En palabras de Jesús: Lo que mancha al hombre es lo que sale de dentro. Porque del corazón del hombre salen las malas intenciones: las fornicaciones, los robos, los homicidios, los adulterios, las codicias, las injusticias, los fraudes, el desenfreno, las envidias, la difamación, el orgullo y la frivolidad. Todas estas maldades y otras similares salen de dentro y manchan al hombre. ¿Por qué le da Jesús tanta importancia a la calidad moral de nuestras acciones? Porque las acciones inmorales, como esas que Jesús mencionó, son destructivas, injuriosas, y degradan la dignidad humana, la familia y la sociedad. Dios nos creó libres para que nos construyamos como personas y construyamos nuestra sociedad con acciones moralmente rectas. La calidad moral de nuestras acciones ha sido siempre lo que Dios busca en nosotros y lo que principalmente le agrada.

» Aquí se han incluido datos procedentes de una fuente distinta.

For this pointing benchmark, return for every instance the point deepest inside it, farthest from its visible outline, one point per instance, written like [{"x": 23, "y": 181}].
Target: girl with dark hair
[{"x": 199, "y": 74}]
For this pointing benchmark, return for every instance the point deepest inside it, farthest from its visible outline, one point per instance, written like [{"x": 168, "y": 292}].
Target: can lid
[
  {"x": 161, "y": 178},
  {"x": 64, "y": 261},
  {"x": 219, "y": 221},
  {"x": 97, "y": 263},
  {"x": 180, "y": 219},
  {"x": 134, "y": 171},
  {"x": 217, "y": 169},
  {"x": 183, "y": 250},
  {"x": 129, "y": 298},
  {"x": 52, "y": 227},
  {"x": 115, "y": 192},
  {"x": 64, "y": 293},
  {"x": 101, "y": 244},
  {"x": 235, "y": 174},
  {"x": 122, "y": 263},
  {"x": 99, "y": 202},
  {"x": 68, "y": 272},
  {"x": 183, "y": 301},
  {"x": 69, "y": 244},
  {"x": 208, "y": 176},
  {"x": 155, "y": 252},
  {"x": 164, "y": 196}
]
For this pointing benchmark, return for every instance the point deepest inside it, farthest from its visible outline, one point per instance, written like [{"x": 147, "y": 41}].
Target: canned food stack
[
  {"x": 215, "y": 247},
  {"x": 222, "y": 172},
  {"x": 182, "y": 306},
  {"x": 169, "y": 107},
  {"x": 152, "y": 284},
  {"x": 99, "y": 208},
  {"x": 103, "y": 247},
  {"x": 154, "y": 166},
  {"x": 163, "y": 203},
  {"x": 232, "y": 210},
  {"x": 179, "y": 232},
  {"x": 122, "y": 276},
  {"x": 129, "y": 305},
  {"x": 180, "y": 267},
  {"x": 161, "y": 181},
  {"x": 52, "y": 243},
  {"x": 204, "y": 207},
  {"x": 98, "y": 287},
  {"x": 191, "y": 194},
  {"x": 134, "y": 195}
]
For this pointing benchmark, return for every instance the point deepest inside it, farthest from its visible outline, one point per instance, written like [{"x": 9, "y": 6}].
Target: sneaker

El estribillo del salmo responsorial planteaba la pregunta: ¿Quién será grato a tus ojos, Señor? Y el mismo salmista respondía: El hombre que procede honradamente y obra con justicia, el que es sincero en sus palabras y dice siempre la verdad y a nadie desprestigia; quien no hace mal al prójimo ni difama al vecino; quien presta sin usura y no acepta sobornos en perjuicio de inocentes; y quien realiza toda clase de obras constructivas, ese será agradable a los ojos de Dios eternamente. En nuestra religión, realizamos liturgias y ritos, procesiones y devociones. Todos los actos de piedad y devoción, de culto y sacramento, son gratos a Dios cuando se sustentan en la ofrenda del esfuerzo moral que cada uno de nosotros presenta ante Él. Somos pecadores, pero el esfuerzo moral por crecer y mejorar es grato a Dios y es lo que da valor a las liturgias y procesiones con que queremos honrarlo. La celebración litúrgica es necesaria, pues no solo damos culto a Dios, sino que Él nos comunica la salvación por medio de los sacramentos. La liturgia, las devociones, y los actos de piedad son necesarios y buenos; le agradan a Dios si se sustentan en el culto interior del esfuerzo moral de quienes los realizan. Como dice el apóstol Santiago: La religión pura e intachable a los ojos de Dios Padre consiste en visitar a los huérfanos y a las viudas en sus tribulaciones, y en guardarse de este mundo corrompido, en cumplir los mandamientos y ofrecerle a Dios la ofrenda de un corazón contrito.